A moins d’une semaine des élections locales au Togo, la Dynamique pour la majorité du peuple (DMP) a investi, le 10 juillet, les localités de Klo-Mayondi, Womé et Tové Ati dans Kloto 1 avec un message sans détour : offrir à Kpalimé une gouvernance locale nouvelle, plus rigoureuse et centrée sur les besoins des citoyens.
Dans les villages traversés, les discours se veulent directs. A la tête de la délégation, Emmanuel Kodjo Agano, troisième adjoint au maire sortant, dénonce une gestion qu’il juge inefficace. « Beaucoup de choses pourraient être faites avec ce que nous avons, mais la volonté fait défaut », affirme-t-il devant un public attentif.
Des ressources mal exploitées ?
Parmi les voix les plus audibles ce jour-là, celle de Parfait Dogbévi, également candidat, qui s’est attaqué à la gestion du budget communal, estimé à environ 400 millions F CFA.
« Avec un tel budget, on peut acquérir du matériel comme un grader à 35 millions et entretenir nos routes. La cascade de Womé a rapporté 18 millions en une seule année. Les transporteurs de sable paient des taxes… Où va tout cet argent ? », questionne-t-il avec insistance.
Selon lui, les désagréments vécus par les habitants, comme l’érosion ou l’état des infrastructures, ne sont pas des fatalités. « Ce sont des problèmes connus, identifiables, qui peuvent être réglés par une planification budgétaire responsable », estime-t-il.
Pour Emmanuel Agano, la priorité, c’est aussi de rapprocher l’administration des citoyens. S’il est élu, il annonce l’ouverture d’une mairie annexe à Fiokpo, afin que les habitants n’aient plus à faire le déplacement jusqu’à Kpalimé pour les démarches de base.
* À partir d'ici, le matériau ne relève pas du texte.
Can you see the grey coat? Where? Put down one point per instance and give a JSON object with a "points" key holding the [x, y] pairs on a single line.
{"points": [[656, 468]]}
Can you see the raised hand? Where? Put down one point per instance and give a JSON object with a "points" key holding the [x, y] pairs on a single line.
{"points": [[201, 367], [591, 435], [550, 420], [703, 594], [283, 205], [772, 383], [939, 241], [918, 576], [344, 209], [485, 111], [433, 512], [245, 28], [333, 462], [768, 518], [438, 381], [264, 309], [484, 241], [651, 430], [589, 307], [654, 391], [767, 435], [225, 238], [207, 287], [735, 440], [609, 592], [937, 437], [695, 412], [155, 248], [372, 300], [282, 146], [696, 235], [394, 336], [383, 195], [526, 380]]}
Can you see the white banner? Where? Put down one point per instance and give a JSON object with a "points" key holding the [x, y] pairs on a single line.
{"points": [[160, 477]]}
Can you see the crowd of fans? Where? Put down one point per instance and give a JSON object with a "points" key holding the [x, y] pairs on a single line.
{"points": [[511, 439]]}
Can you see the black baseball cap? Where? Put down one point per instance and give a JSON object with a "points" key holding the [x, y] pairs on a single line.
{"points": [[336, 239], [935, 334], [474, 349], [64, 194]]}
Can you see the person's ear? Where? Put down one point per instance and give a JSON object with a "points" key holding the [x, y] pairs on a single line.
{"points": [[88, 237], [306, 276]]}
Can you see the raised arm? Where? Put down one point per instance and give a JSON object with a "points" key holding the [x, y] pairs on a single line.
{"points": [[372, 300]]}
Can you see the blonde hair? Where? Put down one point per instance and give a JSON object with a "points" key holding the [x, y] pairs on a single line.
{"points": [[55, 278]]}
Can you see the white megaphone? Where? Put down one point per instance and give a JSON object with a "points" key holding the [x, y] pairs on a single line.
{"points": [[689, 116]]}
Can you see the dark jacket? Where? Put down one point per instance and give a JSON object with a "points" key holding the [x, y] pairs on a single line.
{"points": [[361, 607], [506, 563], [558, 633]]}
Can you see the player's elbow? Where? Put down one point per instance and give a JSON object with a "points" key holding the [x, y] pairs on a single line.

Autre point soulevé : la gestion des recettes issues du marché du Château, que le candidat estime à environ 120 millions FCFA par an. « Cette manne financière mérite d’être suivie de près. Le vote est le seul moyen de réclamer des comptes », insiste-t-il.
La DMP se veut une alternative sérieuse, rassemblant des profils ancrés localement, familiers des réalités du terrain. Face à ce qu’elle décrit comme de la stagnation, elle propose une gestion plus participative, plus lisible et axée sur les résultats.
« Ceux qui pensent que seul le parti au pouvoir peut faire avancer les choses se trompent. Le changement est possible, mais il passe par les urnes », conclut Emmanuel Agano.
La tournée s’est achevée par un rappel des consignes de vote pour éviter les erreurs le jour du scrutin. Pour la DMP, le 17 juillet représente une occasion décisive de replacer la commune de Kloto 1 sur la voie d’un développement équitable et transparent.